Open Knowledge Representation for Texts
Ido Dagan
Bar Ilan University, Department of Computer Science,
How can we capture the information expressed in large amounts of text? And how can we allow people, as well as computer applications, to easily explore it? When comparing textual knowledge to formal knowledge representation (KR) paradigms, two prominent differences arise. First, typical KR paradigms rely on pre-specified vocabularies, which are limited in their scope, while natural language is inherently open. Second, in a formal knowledge base each fact is encoded in a single canonical manner, while in multiple texts facts may be repeated with some redundant, complementary and even contradictory information.
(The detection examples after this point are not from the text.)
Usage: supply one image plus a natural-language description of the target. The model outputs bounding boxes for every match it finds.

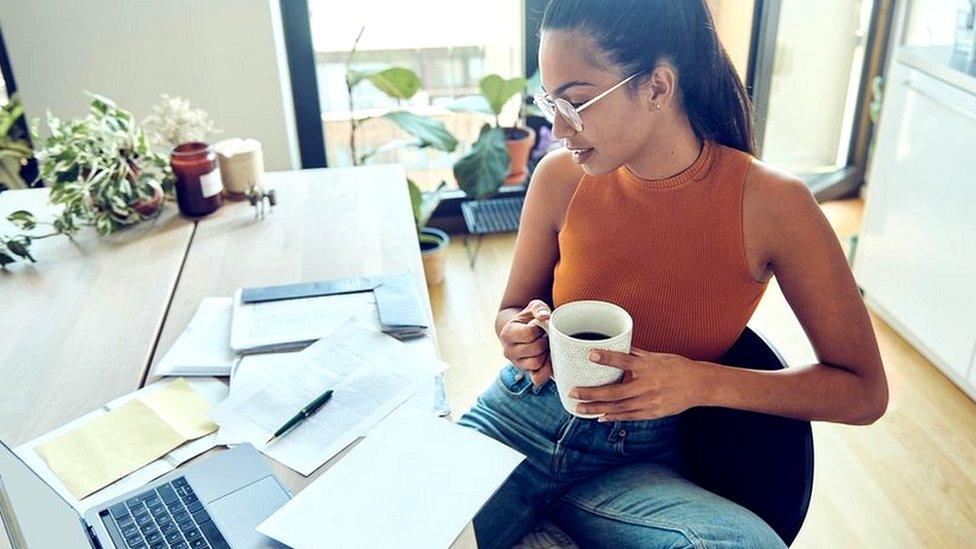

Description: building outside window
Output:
[309,0,524,188]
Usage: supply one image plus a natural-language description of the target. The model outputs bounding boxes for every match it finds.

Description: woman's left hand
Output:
[569,349,705,421]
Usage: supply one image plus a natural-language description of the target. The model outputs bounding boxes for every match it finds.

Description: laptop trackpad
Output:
[207,476,288,549]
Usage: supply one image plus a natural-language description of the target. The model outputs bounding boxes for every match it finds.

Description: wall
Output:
[0,0,300,171]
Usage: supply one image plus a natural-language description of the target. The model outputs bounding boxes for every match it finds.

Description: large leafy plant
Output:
[450,73,538,200]
[346,28,457,166]
[346,27,457,241]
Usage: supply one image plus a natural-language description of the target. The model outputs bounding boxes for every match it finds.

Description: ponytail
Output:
[542,0,756,155]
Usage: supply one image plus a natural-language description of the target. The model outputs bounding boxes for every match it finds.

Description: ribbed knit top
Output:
[552,141,767,360]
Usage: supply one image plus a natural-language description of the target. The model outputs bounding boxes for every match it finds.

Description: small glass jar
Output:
[169,141,223,217]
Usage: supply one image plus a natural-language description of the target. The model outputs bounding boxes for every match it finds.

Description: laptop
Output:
[0,441,291,549]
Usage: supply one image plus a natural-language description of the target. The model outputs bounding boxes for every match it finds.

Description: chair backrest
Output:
[680,327,813,545]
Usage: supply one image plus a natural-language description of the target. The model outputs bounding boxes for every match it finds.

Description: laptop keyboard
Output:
[100,477,230,549]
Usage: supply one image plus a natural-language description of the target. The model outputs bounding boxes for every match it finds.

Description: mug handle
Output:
[528,318,549,335]
[527,317,556,381]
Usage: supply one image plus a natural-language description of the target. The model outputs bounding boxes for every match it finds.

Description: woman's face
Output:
[539,30,654,175]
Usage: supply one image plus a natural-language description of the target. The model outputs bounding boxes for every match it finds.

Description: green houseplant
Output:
[38,94,173,235]
[0,94,173,266]
[407,180,451,286]
[450,74,535,200]
[346,27,457,286]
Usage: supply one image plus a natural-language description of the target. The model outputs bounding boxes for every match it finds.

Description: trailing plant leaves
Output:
[7,210,37,231]
[382,111,457,152]
[454,124,509,200]
[350,67,420,99]
[447,95,495,116]
[478,74,525,116]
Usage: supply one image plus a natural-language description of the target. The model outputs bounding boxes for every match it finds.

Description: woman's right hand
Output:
[498,299,552,386]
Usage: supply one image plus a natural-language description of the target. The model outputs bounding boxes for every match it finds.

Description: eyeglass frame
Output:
[532,71,644,133]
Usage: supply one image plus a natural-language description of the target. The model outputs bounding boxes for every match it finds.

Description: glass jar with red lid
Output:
[170,141,224,217]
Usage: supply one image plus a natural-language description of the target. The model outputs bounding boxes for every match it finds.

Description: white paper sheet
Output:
[15,378,227,513]
[230,290,380,353]
[217,352,302,446]
[210,319,447,476]
[153,297,235,376]
[257,407,524,549]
In this talk, I will outline a new research direction, which we term Open Knowledge Representation (OKR), which aims to represent textual information in a consolidated manner, based on the available natural language vocabulary and structure. I will describe our first specification for OKR structure, motivated by a use case of representing multiple tweets describing an event, for which we have created a medium-scale annotated dataset. Our structure merges co-referring individual proposition extractions, created in an Open-IE flavor, into a representation of consolidated entities and propositions, inspired by formal knowledge graphs. Different language expressions, denoting entities, arguments and propositions, are further organized into entailment graphs, which allow tracing information redundancy and containment. I will also present some analysis of our dataset and baseline results, illustrate the potential application of OKR for text exploration and point at possible directions in which the OKR paradigm might evolve.